Durante le perquisizioni messe in atto dalla polizia nella casa del leader populista e della sua guardia del corpo, Horațiu Potra (oltre che nelle regioni di Sibiu, Mureş, Timiş, Ilfov e Cluj), è stato trovato un arsenale degno di un battaglione e un milione di euro in contanti. Tutto è avvenuto mentre Georgescu si stava recando a presentare i documenti per poter partecipare alle prossime elezioni. A differenza del presidente filorusso della Georgia, ex calciatore con un diploma di scuola media in tasca, l’aspirante capo dello Stato rumeno ha una biografia di tutto rispetto che, in particolare negli anni Novanta, non lasciava presagire assolutamente uno sviluppo di questo tipo. Mentre ancora regnava a Bucarest il leader comunista Nicolae Ceaușescu, Georgescu – che non era mai stato vicino al regime – si laureava in Scienze agronomiche e in veterinaria, acquisendo in seguito ulteriore esperienza negli Stati Uniti e in Gran Bretagna. Nella sua vita politica e professionale, si è dedicato anche a temi ambientali e relativi allo sviluppo sostenibile, ricoprendo incarichi governativi di consulenza e istituzionali, oltre ad aver presieduto,tra il 1992 e il 1996, l’associazione Gioventù ecologista di Romania e, dal 2000 al 2011, il Centro nazionale per lo sviluppo sostenibile (Cndd) di Bucarest, all’interno di un Programma delle Nazioni Unite per lo sviluppo sostenibile.
Negli anni Venti è cominciata la sua deriva verso destra, con dichiarazioni nostalgiche nei riguardi del generale e criminale di guerra, Ion Antonescu, alleato dei nazisti durante la Seconda guerra mondiale e, in precedenza, protettore della famigerata formazione nazifascista Guardia di ferro. L’uomo ha dunque conosciuto, nel tempo, una deriva fascistoide e antidemocratica, che indubbiamente mette a rischio la democrazia rumena. Ma – domanda che appunto ci siamo già posti – l’operato delle istituzioni del Paese va nella giusta direzione? E fino a che punto le notizie diffuse corrispondono alla verità?

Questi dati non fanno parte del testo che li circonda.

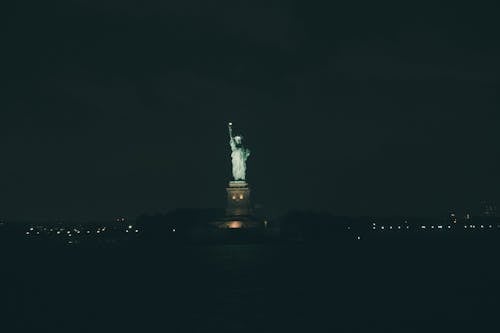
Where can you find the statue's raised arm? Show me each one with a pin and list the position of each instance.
(230, 129)
(239, 154)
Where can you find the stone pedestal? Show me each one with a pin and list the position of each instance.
(238, 199)
(239, 212)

Sicuramente, in questo complicato e pericoloso percorso qualcosa non è andato per il verso giusto. “L’impressione – dice Septimius Parvus, analista di Expert Forum (think tank con sede a Bucarest), in un’intervista rilasciata all’“Osservatorio Balcani e Caucaso Transeuropa” – è che il Psd (Partito socialdemocratico) e il Pnl (Partito nazional-liberale), entrambi al governo, abbiano cercato di piegare la gestione della consultazione a proprio vantaggio, in un’ottica strumentale”. “Tutto ciò – aggiunge Parvus – ha creato un sentimento di insoddisfazione trasversale tra i cittadini, acuito con le presidenziali di novembre. Qui, prima è stata esclusa la candidata Şoşoacă (esponente del partito di estrema destra Sos Romania, ndr), poi si sono annullate le elezioni sulla base di un report dei servizi segreti che segnalava attacchi informatici al sito della commissione elettorale, influenze russe, e una campagna di finanziamento illegale nonché promozioni illecite sui social a favore di Georgescu”.

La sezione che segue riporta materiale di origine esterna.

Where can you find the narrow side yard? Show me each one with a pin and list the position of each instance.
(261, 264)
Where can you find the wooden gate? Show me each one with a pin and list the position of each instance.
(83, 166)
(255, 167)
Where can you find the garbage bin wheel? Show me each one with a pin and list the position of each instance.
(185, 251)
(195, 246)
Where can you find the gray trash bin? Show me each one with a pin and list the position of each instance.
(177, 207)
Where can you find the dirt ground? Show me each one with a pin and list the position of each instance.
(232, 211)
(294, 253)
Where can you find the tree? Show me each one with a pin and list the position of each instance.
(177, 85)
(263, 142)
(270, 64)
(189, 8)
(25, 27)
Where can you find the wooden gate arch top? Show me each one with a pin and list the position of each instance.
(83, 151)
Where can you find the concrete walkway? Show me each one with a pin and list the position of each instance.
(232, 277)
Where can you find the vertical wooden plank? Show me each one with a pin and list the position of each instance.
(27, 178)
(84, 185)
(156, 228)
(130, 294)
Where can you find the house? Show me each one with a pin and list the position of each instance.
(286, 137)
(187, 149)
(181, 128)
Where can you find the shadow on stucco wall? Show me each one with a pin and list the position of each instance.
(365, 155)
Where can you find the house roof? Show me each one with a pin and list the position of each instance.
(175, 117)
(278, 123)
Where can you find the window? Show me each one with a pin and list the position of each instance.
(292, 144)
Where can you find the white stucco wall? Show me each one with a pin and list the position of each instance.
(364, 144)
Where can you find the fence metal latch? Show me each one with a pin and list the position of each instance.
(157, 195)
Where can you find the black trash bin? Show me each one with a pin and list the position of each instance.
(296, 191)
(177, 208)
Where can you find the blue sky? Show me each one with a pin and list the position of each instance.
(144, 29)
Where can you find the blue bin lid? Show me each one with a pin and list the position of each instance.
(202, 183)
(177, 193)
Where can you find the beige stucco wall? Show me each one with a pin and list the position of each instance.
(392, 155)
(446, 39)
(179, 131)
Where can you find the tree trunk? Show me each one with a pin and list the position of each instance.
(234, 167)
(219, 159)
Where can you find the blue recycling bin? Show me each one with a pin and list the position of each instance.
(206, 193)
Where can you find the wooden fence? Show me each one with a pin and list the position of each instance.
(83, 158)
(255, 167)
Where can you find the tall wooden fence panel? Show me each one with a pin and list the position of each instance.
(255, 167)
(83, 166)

Sulle conseguenze di questo annullamento del processo elettorale si interroga anche la ricercatrice dell’Ispi (Istituto studi politiche internazionali), Serena Giusti, secondo cui “tale sentenza potrebbe non rimanere un unicum, diventando un monito per la Russia (che respinge ovviamente al mittente le accuse, ndr) e altri attori, scoraggiandoli dall’intraprendere azioni di disturbo nei processi elettorali”. “Il rischio però – sottolinea Giusti – che la definizione di interferenza esterna possa aprire a interpretazioni soggettive in altri contesti, e possa essere usata strumentalmente, non è trascurabile”.
Altro elemento importante è il ruolo giocato dalle nuove tecnologie nella propaganda elettorale: “Siamo forse di fronte – aggiunge Parvus – al primo caso di elezioni annullate per ragioni in cui le nuove tecnologie di propaganda hanno avuto un ruolo preponderante. Purtroppo, non abbiamo un quadro sufficientemente chiaro per capire la rilevanza e il peso giocato da tali elementi nell’influenzare il processo di voto, ma le elezioni rumene sollevano questioni cruciali per la democrazia di tanti altri Paesi. Di certo, però, il modo in cui sono state gestite non rappresenta un caso di successo”.
Difficile prevedere che cosa accadrà nelle prossime settimane e mesi riguardo alla candidatura di Georgescu. Pensare che, dopo quella che molti hanno definito una persecuzione orchestrata da Bruxelles, il leader dell’estrema destra rumena possa continuare a essere tra i candidati alla massima carica dello Stato appare quasi inverosimile. Ma una sua definitiva esclusione potrebbe anche configurarsi come una sorta di colpo di Stato, visto che lascerebbe in corsa per la presidenza della Repubblica solo candidati delle forze politiche governative, in crisi di consenso a causa di una situazione economica problematica – la Romania ha un’inflazione sempre più alta ed è il Paese dell’Unione con il più elevato tasso di persone a rischio povertà. La mancanza di un rappresentante dell’opposizione potrebbe essere una fonte di grave instabilità, stavolta però – a differenza della Georgia e della Moldavia (vedi qui, qui e qui) – tutta interna a un’Unione in fibrillazione dopo l’arrivo alla Casa Bianca di Trump, sostenitore indiscusso, con Vance ed Musk, dell’estrema destra filorussa in Europa. Reati a parte, per gli europeisti, in Romania, sarebbe meglio sfidare questo mondo imbarazzante nelle urne, piuttosto che trasferire lo scontro nelle aule dei tribunali.